Each of these classes possessed clever drama artistes with great
talent, most of them being serious about their art. At that time,
majority of common viewing audiences, representing the class backgrounds
of D R Nanayakkara , knew only of a few artistes of the upper middle
class such as Gamini Fonseka, Iranganie Serasinghe and Winston
Serasinghe, only because these artistes worked in Sinhala speaking
cultural arena of arte.
And to a certain extent, the audience had an intimate relationship
with these cultural workers (while Richard de Soyza and Manorani
Saravanamuttu, also of that class, came closer to common people’s hearts
through political interaction, and not mainly through the spectacle of
art).

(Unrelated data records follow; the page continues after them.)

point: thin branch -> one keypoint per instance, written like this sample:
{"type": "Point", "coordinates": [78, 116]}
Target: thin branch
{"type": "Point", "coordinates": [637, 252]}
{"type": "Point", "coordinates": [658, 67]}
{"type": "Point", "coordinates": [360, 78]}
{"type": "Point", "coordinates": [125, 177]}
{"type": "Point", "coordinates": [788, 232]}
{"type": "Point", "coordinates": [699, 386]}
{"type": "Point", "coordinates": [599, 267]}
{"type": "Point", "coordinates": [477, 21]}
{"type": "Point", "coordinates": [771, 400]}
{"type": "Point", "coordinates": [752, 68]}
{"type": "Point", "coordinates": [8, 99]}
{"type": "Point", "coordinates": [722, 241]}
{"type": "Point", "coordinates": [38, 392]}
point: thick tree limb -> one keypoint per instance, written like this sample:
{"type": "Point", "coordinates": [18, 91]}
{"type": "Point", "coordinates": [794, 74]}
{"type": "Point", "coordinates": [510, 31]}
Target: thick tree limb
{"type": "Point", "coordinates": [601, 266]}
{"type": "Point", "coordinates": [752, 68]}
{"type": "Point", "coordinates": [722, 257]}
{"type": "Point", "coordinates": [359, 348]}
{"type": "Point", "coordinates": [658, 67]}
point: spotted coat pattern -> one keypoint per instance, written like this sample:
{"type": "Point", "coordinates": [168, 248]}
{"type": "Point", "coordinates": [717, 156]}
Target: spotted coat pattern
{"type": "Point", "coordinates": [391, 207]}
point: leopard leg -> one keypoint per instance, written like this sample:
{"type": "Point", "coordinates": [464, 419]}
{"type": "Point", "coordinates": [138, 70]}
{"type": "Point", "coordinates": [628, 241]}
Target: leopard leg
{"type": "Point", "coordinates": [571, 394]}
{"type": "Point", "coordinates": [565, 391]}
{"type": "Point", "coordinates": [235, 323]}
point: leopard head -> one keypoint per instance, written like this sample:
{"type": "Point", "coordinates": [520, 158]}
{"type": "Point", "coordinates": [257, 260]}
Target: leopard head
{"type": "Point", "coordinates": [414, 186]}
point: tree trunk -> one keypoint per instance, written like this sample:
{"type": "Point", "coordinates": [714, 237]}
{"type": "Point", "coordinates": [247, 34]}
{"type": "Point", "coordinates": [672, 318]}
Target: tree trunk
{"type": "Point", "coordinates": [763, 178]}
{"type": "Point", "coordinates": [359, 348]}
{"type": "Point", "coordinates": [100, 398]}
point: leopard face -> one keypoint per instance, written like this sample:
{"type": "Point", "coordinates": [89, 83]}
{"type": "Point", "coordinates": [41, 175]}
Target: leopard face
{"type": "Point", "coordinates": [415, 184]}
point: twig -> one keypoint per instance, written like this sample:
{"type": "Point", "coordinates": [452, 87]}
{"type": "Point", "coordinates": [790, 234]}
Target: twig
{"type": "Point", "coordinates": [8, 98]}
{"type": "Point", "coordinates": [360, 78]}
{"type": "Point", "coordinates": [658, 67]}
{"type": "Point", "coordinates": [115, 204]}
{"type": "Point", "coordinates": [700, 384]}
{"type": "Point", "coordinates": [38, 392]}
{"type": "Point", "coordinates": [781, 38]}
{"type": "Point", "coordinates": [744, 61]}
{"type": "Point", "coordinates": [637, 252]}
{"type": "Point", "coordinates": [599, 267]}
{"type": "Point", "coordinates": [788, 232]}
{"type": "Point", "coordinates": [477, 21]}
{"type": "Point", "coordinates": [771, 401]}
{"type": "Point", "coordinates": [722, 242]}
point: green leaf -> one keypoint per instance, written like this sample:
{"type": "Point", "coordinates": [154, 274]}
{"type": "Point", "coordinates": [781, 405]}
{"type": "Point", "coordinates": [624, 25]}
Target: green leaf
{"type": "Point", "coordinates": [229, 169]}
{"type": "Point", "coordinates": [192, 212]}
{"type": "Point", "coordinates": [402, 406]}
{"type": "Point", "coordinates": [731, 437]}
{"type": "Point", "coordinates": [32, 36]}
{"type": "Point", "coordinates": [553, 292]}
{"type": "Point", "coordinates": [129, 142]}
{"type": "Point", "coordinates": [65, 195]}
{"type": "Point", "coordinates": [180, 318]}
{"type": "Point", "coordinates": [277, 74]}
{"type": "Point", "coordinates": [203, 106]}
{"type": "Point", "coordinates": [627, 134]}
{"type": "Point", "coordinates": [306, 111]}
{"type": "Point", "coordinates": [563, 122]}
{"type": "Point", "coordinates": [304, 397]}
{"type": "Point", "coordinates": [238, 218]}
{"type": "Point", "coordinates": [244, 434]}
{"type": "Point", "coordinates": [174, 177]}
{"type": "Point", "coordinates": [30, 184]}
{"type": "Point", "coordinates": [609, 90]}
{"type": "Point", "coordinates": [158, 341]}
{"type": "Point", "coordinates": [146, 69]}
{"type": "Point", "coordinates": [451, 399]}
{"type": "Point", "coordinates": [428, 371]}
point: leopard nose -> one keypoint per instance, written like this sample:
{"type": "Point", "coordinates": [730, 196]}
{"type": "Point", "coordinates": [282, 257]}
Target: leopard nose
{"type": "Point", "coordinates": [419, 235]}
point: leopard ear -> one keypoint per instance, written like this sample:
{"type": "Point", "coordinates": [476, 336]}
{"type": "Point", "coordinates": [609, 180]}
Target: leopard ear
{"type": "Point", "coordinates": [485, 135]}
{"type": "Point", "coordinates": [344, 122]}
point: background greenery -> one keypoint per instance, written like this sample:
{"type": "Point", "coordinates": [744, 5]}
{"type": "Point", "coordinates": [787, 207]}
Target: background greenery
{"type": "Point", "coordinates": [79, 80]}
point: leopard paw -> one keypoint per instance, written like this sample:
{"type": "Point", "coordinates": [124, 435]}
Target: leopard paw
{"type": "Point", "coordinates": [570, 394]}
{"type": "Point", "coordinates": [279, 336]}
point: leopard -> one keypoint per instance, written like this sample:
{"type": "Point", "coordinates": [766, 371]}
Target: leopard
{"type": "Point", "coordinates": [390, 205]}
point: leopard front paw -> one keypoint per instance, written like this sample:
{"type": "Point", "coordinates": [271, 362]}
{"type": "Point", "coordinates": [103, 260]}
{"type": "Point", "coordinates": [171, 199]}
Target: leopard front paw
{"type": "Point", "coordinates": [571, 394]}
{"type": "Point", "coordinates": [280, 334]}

To this day, most of the major factors of these contradictions
have been swept under the carpet.
Up to the 1990s, most of general Sinhala-listening audiences
preferred to view or taste the aesthetic and artistic abilities of
Malini Fonseka and not Thusitha Jayasundara (one of the most talented
English theatre actress in Sri Lanka and England), Channa Wijewardena
but not Chandri Pieris (excellent dancer in Sri Lanka and England),
Rohana Weerasingahe but not Harsha Makalanda, Sarath Madu and George
Keyt, Priyankara Rathnayake but not Dylan Perera, Vajira Chithrasena but
not Oosha Saravanamuttu.
On the other hand, most English-speaking audiences prefer to view or
taste not only the latter artists not the former. The present situation
and shape of this phenomenon now differ from those good or bad old days
I have tried to describe in this unfinished sketch.
Even today, upper and upper-middle class English speaking cultural
society invite Sinaha speaking middle class artistes such as Ravibandu
Vidyapathi for their cultural rituals in the Lionel Wendt or St.
Bridget’s auditorium. Yet these cultural arenas are as alienated to each
other as two foreign countries.
Who is going to build a bridge between them?